Mahir Sayın yazdı: ABD seçim sonuçları üzerine bazı gözlemler
8 Kasım’da yapılan seçimlerde ABD devlet başkanını seçici delegelerini seçerken, temsilciler meclisini ve 6 yıl süresi olan Senato’nun da üçte birini, 14 federal devlet başkanını da seçti. Bunların ikisi senatoda temsilcisi bulunmayan Portorico ve American Samoa. Seçim sonuçlarına göre başkanı seçecek olan Cumhuriyetçi delegeler 306’ya, Demokrat delegeler de 232’ye ulaştı. Liberter ve Yeşiller partilerinden iki başkan adayı daha olmasına karşın kimi federal devletlerde çoğunluk, kiminde de nispi temsile göre seçim yapılırken her zaman olduğu gibi diğerlerinin seçici delege kazanmaları olanaklı olmamıştır.
Her federal devletten gelen 2 delegeden oluşan 100 üyeli ve altı yıl süresi olan Senato’nun üçte biri (34 senatör) yenilenirken Cumhuriyetçiler 54’den 51’e indi, Demokratlar da 44’ten 46’ya çıktılar. Luisiana’da hiçbir aday çoğunluğu sağlayamadığı için 10 Aralık’ta bir aday için yeniden seçim yapılacak. Senato’da çoğunlukla Demokratlarla davranan bağımsız 2 senatör bulunmakta.
2 yıllığına seçilen 435 üye ve 6 oy hakkı olmayan temsilciden oluşan Temsilciler Meclisi için yapılan seçimlerde de Cumhuriyetçiler 233’ten 244’e çıkarken Demokratlar 199’dan 194’e düştüler.
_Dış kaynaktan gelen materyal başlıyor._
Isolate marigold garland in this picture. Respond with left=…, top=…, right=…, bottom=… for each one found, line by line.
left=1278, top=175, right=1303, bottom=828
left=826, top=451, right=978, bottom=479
Cumhuriyetçiler oy hakkı olmayan tek temsilcilerini ise Demokratlara kaptırdılar!
Başkanlık seçimleri sonuç haritası. Kırmızılar Trump/Pence’in, maviler Clinton/Kaine’ın çoğunluğu kazandığı devletleri göstermektedir. Pence ve Kaine başkan yardımcılarıdır.
Nereden çıktı bu Trump?
Neoliberalizm 40 yıla yakındır insanların ensesinde boza pişiriyordu; ve nihayet 2008’de yarattığı krizin üstesinden de gelemeyerek yığınların gittikçe artan tepkisiyle karşılaşıyor ve onların gözlerini yeni seçeneklere dikmelerine yol açıyordu.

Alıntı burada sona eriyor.